By The Old House Web

One of the boys' toys is also in the sitting room: a stereoscope. Robert, Willie, and Tad would open the top to allow light into the box, would insert into the stereoscope a card which had two identical photographs side-by-side, and then would peer through the two holes in front. This arrangement would make the images in the photographs appear three dimensional, as if the boys could touch the objects in the photographs even though they could not.


The Lincolns used the foyer to greet visitors to the home. It was also the place where they hung their coats and hats, and where the main staircase led upstairs.


Family and friends of the Lincolns stayed in the guest room, including Robert. In 1859, Robert failed the Harvard College entrance exams, so his parents enrolled him at Phillips Exeter Academy. Here he spent one year preparing for the exams which he passed the following year, allowing him to enter Harvard, from which he was graduated in 1864.


Up to 1860, Abraham Lincoln was clean shaven. In 1860, he received a letter from a young girl - Grace Bedell - in Westfield, New York, who told him that he would gain far more votes with a beard. He took her advice and became the first American president in office with a beard.


This was Lincoln's bedroom from 1855 to 1861. When the Lincolns moved their sleeping quarters from the first floor to the second, they moved into separate bedrooms. Following the custom of the day, if the family's finances allowed, the husband and wife were given their own bedrooms. In fact, throughout the 1900s, most Presidents and First Ladies have had separate bedrooms in the White House - a tradition established in the 1800s.
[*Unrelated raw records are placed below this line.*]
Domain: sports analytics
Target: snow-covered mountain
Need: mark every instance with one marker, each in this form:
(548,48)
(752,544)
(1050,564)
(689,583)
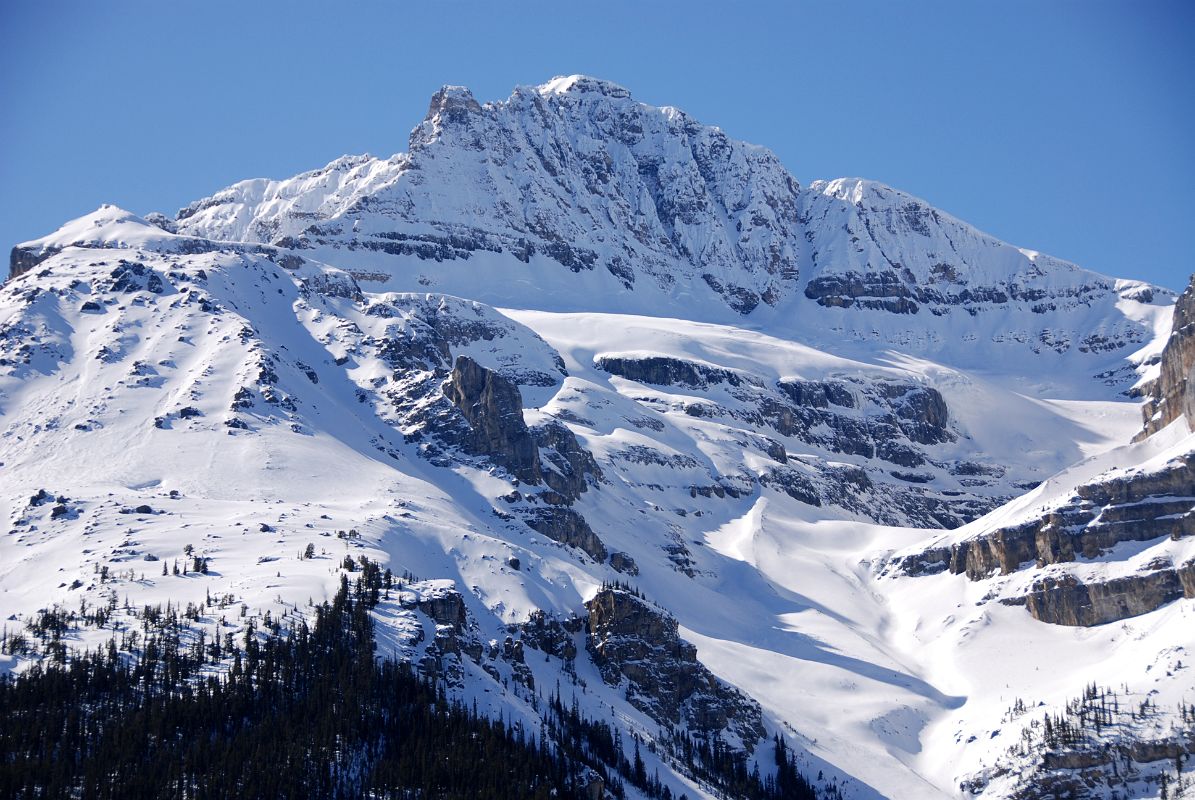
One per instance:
(570,342)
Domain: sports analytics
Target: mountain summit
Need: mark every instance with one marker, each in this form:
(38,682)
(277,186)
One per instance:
(734,476)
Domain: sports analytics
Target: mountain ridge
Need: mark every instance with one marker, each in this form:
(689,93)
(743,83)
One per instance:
(381,359)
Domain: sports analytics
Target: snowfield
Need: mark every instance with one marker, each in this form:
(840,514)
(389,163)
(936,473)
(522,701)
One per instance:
(236,385)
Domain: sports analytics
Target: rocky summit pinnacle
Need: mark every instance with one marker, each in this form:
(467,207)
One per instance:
(718,483)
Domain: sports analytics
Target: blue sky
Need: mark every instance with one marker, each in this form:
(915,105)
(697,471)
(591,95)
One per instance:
(1062,126)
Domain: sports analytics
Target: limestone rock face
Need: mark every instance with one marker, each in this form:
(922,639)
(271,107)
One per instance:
(567,526)
(1067,602)
(633,641)
(1129,508)
(492,407)
(1174,392)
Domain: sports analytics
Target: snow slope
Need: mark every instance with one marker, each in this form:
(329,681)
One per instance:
(783,390)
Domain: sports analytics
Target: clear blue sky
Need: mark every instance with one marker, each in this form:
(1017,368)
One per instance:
(1062,126)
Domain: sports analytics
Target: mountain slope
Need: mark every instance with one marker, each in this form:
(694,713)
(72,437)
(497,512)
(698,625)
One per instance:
(757,426)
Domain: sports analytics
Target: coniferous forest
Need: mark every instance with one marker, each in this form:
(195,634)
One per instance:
(310,712)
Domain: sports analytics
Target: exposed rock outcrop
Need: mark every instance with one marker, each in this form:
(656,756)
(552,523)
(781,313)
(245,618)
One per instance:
(637,643)
(1172,395)
(1067,602)
(567,526)
(492,407)
(1135,507)
(665,371)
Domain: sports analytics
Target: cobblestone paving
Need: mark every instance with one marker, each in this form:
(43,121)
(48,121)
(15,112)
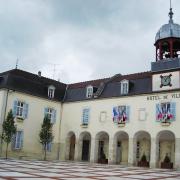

For a time, Mary shared her room with her two youngest children, Willie and Tad. When Mary and Abraham shared a bedroom, they would have also shared it with Bobbie and Eddie as well. This was a common sleeping arrangement during this time. When the children were considered old enough, they received their own room. In Willie's and Tad's case, this meant moving across the hallway.


Willie and Tad stayed in this room. Several toys are visible: a wooden horse, blocks, marbles, and hoops for hoop and stick. They do not have a stove though. So when it became cold, they would grab their blankets, cross the hall, and curl up before the stove in their father's or mother's room.


The back bedroom was used by a hired girl. While the Lincolns' laundress and cook returned to their homes at night, the hired girl would sleep here. Hired girls, often immigrants, were usually about fourteen or fifteen years old. The average wage was about a dollar fifty per week, plus room and board. Hired girls' chores included making fires, emptying chamber pots, cleaning lamps, and carrying water from the well and cistern.


The kitchen was the center of activity in the home. The Lincolns hosted many parties occasinally with 150 to 200 guests. The kitchen was often crowded with Mary, her hired girl, and the cook. Lincoln would help by milking the cow and fetching the wood, two duties he had performed since childhood.